Y entrando en materia, quiero recordarles qué cosas son y qué cosas no son progresistas en la atención sanitaria pública. Por ejemplo, y para abrir boca, no es progresista en sanidad eliminar el copago farmacéutico a los pensionistas. Hacer eso no es ser progresista. Al respecto, es progresista reducir el copago farmacéutico (nunca eliminar), hasta lo simbólico si es necesario, a los individuos con menos recursos que en España no son, precisamente, quienes reciben una pensión de jubilación. En este ámbito, también es progresista, equiparar el copago en farmacia de receta entre los individuos atendidos en el SNS y los atendidos en las mutualidades del Estado (Muface y demás), igualando el copago de estos últimos al copago de los primeros.

Es progresista reducir el copago farmacéutico (nunca eliminar), hasta lo simbólico si es necesario, a los individuos con menos recursos que en España no son, precisamente, quienes reciben una pensión de jubilación

Por cierto, y hablando del mutualismo, ya va siendo hora de que este subsistema, preconstitucional y franquista, sea eliminado desde el punto de vista sanitario y sus beneficiarios (todos empleados públicos) sean atendidos en el Sistema Nacional de Salud (SNS) y, especialmente, en su atención primaria. Hacer esto es ser progresista. Haber mantenido este subsistema mutualista durante más de 40 años no ha sido progresista.

Seguros médicos

Y en esa línea, también es progresista retirar la incentivación fiscal a los seguros médicos privados que, sin contar los dos millones de mutualistas, tienen ya en España unos 10,5 millones de individuos, muchos de ellos incentivados fiscalmente; es decir, pagados con el dinero de todos. Ya sabemos que no son, precisamente, los individuos más pobres quienes compran dichos seguros y que, por tanto, con el dinero público (más de 1.000 millones de € anuales), se pagan seguros médicos privados a individuos de clases medias-altas. No parece ser esto muy progresista.
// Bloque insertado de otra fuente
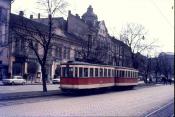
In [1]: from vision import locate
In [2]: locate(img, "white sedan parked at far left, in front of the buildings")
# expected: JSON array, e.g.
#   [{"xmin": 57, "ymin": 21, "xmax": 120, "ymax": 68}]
[{"xmin": 2, "ymin": 76, "xmax": 26, "ymax": 85}]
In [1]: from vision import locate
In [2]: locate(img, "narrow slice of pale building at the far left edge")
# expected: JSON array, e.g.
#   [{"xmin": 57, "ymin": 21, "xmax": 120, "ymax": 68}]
[{"xmin": 0, "ymin": 0, "xmax": 11, "ymax": 80}]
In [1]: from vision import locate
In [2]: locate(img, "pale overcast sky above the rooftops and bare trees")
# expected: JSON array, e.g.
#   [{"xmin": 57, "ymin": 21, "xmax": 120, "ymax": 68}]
[{"xmin": 12, "ymin": 0, "xmax": 174, "ymax": 53}]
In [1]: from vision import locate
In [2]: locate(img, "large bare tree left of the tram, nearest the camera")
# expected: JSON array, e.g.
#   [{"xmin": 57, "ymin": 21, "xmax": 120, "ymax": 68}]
[{"xmin": 10, "ymin": 0, "xmax": 67, "ymax": 92}]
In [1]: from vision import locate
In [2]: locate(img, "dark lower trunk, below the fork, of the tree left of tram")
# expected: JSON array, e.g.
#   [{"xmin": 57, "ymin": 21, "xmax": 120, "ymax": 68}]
[{"xmin": 41, "ymin": 66, "xmax": 47, "ymax": 92}]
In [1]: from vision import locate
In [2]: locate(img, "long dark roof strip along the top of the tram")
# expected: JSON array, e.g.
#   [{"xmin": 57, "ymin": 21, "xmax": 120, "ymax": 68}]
[{"xmin": 62, "ymin": 61, "xmax": 136, "ymax": 70}]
También sería muy progresista retirar todas esas “regalías sanitarias” mediante las cuales se gastan anualmente decenas de millones de euros públicos en regalar seguros médicos privados a miembros o empleados (y familiares) de instituciones, empresas u organismos públicos (Banco de España, Televisión Española, Ayuntamientos, Cabildos, Diputaciones, Parlamentos Autonómicos, etc.) pese a estar cubiertos todos ellos por el SNS y su atención primaria.

Título engañoso

Me hubiera gustado titular esta entrada “Gobierno Progresista y Asistencia Sanitaria Pública”, pero ese título hubiera resultado engañoso. En efecto, como resultado del poco progresismo aplicado en las últimas tres décadas, no tenemos una asistencia sanitaria pública igual para todos los españoles, sino varias. Nuestro SNS, nacido de la Ley General de Sanidad de 1986, iba a convertirse en la única “asistencia sanitaria pública” española, igual para todos los españoles sin distinción alguna. Ya ven que no ha sido así. Sanidad Pública, en realidad, es toda aquella asistencia sanitaria que se paga con dinero público: desde el SNS (que debería ser la única “sanidad pública”) hasta las “regalías sanitarias”, pasando por los subsistemas mutualistas y la incentivación fiscal a la compra de seguros médicos privados. En este blog encontrarán datos e información a mansalva que respaldan todo lo dicho y propuesto, desde razones de equidad hasta razones de eficiencia, de iatrogenia y de selección de riesgos.

A ver si es verdad que conforman Uds. un gobierno progresista, no vaya a ser que tengan razón aquellos que dicen que “progresista” es a “progreso” lo que “carterista” es a “cartera” y, al final, lo de Uds. no pase de ser un gobierno de “progres” que pretenden cambiarlo todo para que todo siga igual. Al final de la Legislatura volveremos sobre el tema.